Epic saga tugs heartstrings
Shashi Deshpande's latest novel, Moving On, is complex, turbulent and engrossing.
Moving On
Shashi Deshpande
Penguin
2004
Fiction
Pages: 360
Price: Rs 450
ISBN: 0670057819
Hardback

In my high school years, in the days of rose-tinted glasses, the bookworm buzz in the girls’ common room used to be “This is my 39th or 59th or 101st Mills & Boon”. Today, I have a confession to make: Moving On is my first Shashi Deshpande. I am told that she’s written books like That Long Silence, Small Remedies and The Dark Holds No Terror, all of which were critically acclaimed.
I’m not surprised. And I’m pretty sure that I am going to move on to reading her other offerings soon enough.

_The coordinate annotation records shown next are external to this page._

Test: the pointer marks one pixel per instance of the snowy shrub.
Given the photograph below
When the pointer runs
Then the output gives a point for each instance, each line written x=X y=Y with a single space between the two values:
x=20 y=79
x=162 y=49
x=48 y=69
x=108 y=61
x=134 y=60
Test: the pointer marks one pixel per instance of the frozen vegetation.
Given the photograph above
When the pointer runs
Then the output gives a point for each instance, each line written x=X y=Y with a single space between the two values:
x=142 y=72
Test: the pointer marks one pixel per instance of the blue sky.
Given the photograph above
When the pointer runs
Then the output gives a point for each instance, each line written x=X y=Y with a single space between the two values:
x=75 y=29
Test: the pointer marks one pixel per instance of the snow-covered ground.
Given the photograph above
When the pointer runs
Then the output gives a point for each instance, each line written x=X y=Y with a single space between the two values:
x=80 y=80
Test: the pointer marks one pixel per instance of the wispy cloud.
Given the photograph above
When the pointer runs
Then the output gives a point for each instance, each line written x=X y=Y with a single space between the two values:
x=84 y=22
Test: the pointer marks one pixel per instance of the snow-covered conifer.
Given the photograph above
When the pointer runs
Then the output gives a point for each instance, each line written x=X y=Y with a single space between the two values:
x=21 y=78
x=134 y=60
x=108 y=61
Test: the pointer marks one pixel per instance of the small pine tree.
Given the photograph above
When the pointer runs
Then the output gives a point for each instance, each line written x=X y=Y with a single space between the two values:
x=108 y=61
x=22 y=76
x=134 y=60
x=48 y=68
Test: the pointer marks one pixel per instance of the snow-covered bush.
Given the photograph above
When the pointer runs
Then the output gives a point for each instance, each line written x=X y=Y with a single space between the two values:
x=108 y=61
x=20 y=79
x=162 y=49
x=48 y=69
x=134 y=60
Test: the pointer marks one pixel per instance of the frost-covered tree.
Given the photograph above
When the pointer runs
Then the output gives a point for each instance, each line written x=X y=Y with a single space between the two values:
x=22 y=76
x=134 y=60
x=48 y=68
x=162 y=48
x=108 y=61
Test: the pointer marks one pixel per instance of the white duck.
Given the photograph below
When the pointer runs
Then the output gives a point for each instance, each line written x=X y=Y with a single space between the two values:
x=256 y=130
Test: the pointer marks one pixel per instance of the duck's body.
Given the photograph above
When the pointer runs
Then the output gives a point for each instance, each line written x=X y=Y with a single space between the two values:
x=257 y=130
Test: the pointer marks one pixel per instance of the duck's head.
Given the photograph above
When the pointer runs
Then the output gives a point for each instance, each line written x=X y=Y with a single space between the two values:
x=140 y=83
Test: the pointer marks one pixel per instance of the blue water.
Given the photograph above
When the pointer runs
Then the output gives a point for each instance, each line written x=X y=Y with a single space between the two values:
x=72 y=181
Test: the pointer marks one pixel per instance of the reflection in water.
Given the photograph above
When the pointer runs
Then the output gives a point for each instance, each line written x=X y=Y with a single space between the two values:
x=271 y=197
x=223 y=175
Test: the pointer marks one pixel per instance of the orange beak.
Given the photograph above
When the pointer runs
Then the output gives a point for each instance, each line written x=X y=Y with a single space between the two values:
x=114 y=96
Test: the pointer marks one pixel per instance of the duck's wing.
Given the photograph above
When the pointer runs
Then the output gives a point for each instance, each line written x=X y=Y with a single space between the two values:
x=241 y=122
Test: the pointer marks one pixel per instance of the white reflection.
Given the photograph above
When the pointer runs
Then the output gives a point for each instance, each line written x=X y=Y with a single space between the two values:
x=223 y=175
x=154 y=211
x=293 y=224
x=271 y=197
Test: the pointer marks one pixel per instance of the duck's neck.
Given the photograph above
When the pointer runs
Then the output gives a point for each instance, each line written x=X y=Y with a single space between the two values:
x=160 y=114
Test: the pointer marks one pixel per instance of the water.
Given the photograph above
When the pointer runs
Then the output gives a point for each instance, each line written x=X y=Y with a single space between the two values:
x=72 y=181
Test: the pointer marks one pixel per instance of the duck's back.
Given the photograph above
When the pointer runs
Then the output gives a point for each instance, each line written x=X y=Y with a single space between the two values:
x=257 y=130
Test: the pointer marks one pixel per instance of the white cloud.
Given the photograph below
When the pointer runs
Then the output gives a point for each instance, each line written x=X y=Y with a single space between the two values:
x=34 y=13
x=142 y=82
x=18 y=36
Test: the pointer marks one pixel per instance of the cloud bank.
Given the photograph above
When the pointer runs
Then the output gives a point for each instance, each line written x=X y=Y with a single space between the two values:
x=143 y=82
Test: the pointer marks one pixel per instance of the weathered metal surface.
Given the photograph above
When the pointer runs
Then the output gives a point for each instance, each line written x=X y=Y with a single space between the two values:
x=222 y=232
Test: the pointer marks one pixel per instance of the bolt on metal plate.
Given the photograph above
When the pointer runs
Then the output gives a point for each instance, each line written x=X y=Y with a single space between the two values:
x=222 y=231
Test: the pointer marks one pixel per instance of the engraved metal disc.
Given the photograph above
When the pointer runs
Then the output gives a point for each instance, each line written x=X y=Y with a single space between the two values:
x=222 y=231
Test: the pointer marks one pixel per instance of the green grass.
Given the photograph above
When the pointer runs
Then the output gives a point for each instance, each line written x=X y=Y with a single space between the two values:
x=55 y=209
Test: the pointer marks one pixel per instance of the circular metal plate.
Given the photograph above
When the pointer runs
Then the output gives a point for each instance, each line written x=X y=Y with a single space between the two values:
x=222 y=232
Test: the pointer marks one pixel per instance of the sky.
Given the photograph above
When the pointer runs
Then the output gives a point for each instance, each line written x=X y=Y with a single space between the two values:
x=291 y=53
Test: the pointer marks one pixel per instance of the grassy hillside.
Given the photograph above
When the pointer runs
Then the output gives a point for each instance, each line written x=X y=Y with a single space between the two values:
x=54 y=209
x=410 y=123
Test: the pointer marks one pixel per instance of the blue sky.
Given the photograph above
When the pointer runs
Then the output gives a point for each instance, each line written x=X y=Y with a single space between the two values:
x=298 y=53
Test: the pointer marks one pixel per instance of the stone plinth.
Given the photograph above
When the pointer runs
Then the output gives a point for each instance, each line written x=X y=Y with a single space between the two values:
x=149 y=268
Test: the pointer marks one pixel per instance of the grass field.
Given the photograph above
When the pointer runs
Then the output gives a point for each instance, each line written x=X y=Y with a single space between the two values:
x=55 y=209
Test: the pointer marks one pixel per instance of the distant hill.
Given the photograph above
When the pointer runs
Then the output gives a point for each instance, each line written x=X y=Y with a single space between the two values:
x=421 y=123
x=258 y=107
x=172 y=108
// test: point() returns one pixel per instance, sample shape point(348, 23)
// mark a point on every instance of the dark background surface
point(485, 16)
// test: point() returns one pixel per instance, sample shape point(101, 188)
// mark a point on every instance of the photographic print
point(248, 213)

Getting back to , it is the story of Jiji, or Manjira, a search “that’s always doomed to failure” but that’s alright because “the search is the thing”. It begins with her finding “Baba’s diary” a few days after he’s died and what begins as a journey to “getting to know her parents” ends with self-actualisation and new beginnings.
But it’s not about tired old truths and metaphysics and clichés — what bind the book together are the turn of events that are as sharp as hair-pin bends, the time-lines that are distinctly blurred, and the catastrophes and the “magic moments” that seem to pop out of the woodwork.
The narrative is trenchant, turbulent like shards of water crashing on quiet beaches: the dark and unplumbed depths to which Jiji loses Shyam, who taught her how the “places we live in are not just shells we inhabit; they become part us…”; then, there is the “entire expanse” of the sea, which reveals to us that the “magic moment comes to all of us; the secret is to recognise it when it comes, to hold on to the revelation”, because, otherwise, it’s going to recede into nothingness.